Following his sudden collapse in the Command Centre, Tommy; the Green Ranger reveals to rest of the team his continuing struggles with PTSD. The loss of autonomy he experienced isn’t something that can just be shook-off with a fancy new morpher, but something that Tommy continues to carry with him. The Rangers understand his plight, but are equally unable to fully trust him when Tommy, by his own admission, can no longer trust himself. There is a bleak reality to this plot point. Tommy is admitting to having lingering mental health issues and yet his friends, unable to truly appreciate his situation, make this about them. We are constantly told that talking about mental health is the best way to get better, but Higgins illustrates that it is never as simple as that. People worry about how they will be perceived by others and that, in itself, is a major challenge that we as a society have to overcome. This is where Trini is finally able to get some time in the spotlight as her family’s past allows her to connect with Tommy in a way that the others can’t. It’s a beautiful scene which demonstrates the importance of the understanding ear. There are hints of those moral messages that Power Rangers infused into each episodes, but instead of feeling preachy, Higgins makes it a natural element of the story and uses it as the basis for further character development.  It may present some of the Rangers; Zack and Jason, in an unfavorable light, but in doing so, it demonstrates their fallibility. Zordon created a team of “teenagers with attitude” and for the first time, perhaps in the history of the franchise, they are portrayed as such. They aren’t perfect, nor should they be. The Power Rangers are kids, just trying to get by in life and hoping that their actions are the right thing to do. Their struggles are our own and this endears them to us.

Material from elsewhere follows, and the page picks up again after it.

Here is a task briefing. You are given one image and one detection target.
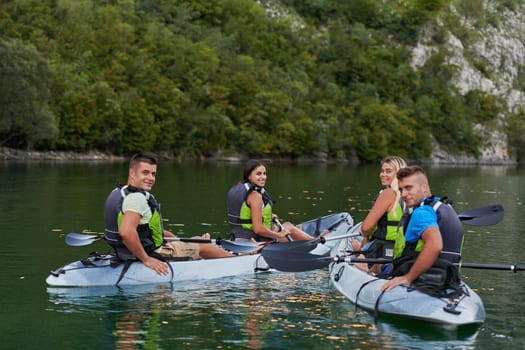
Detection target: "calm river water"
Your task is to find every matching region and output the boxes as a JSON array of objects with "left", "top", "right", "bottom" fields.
[{"left": 1, "top": 160, "right": 524, "bottom": 349}]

The only lingering problem this series faces is Zordon who could do with providing a more firm mentor figure than the floating exposition box that he has been shown to be thus far. This is a character who has engaged in a conflict with Rita that has spanned millennia. We should feel the weight of that struggle. One of my lasting memories of the first Power Rangers feature film was the Rangers gathering around a dying Zordon and holding him up as a father-figure. The Rangers and readership should care about Zordon, he should act as a bastion of wisdom and the team’s moral compass. When his chosen champions are squabbling he needs to do more than float there disapprovingly.

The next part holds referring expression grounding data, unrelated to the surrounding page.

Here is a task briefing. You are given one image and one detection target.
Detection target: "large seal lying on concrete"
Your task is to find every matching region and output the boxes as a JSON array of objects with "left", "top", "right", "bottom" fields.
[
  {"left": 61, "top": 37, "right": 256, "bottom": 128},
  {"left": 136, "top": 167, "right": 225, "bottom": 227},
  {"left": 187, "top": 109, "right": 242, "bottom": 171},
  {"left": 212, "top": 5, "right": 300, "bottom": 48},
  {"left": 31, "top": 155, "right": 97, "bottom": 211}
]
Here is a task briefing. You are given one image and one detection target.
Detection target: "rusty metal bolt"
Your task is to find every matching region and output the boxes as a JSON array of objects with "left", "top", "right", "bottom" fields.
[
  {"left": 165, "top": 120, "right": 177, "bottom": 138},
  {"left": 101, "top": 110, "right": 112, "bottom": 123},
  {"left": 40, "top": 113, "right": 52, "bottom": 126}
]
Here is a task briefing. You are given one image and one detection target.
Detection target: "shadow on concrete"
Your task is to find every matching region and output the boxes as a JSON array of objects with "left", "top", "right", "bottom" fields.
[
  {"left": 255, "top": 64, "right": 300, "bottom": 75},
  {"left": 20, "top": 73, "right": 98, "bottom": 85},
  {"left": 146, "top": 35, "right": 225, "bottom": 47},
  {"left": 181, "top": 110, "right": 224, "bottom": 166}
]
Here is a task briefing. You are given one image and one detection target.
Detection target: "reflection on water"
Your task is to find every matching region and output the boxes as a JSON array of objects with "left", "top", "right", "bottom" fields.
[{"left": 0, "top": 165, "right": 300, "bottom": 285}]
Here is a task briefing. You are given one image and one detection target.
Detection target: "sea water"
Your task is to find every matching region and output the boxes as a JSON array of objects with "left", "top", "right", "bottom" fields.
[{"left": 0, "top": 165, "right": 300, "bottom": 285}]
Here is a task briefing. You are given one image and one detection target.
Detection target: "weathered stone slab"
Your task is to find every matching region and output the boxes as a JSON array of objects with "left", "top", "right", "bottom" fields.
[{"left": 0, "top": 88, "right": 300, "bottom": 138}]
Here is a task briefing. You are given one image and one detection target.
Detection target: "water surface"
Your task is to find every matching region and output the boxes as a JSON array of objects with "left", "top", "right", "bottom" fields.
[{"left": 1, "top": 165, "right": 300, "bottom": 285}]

There is very little traditional Power Rangers action on display here, but that is not to say the issue is boring in the least. Rather, it takes the time to allow its revelations to impact the character. The conflict here is emotional, rather than physical and it treats the Rangers as human beings rather than the walking caricatures they are often accused as being. The problem is that Prasetyo doesn’t get to do as much of a chance to show off, but his dynamic panel composition keeps the story flowing in a natural manner. The emotion that comes across in the characters is palpable, even if the models themselves feel somewhat off. Drawing giant robots is no easy task, but Prasetyo proves himself to be a master of scale giving the Zords the gravitas and enormity that they deserve. With Rita’s plan coming to fruition and the Dragon-Zord coming under her control, the Rangers are about to face their greatest challenge thus far and with it, a chance for Prasetyo to show off his action skills.

Kyle Higgins said at the most recent Power Morphicon that his goal when writing this series was to present the Power Rangers not as they were in reality, but what we as young fans remembered them to be. The TV series was, for the most part, a campy superhero romp featuring giant robots, but to us it was an epic about righteous heroes and their internal battles. That he and Prasetyo has done so without sacrificing the fundamental essence of what the Power Rangers are all about is something that deserves recognition. This not only a beautiful comic, but a gut-punching story that makes you want to raise your fist to the sky and shout “it’s morphin’ time!”.

A review copy was kindly provided by the publisher.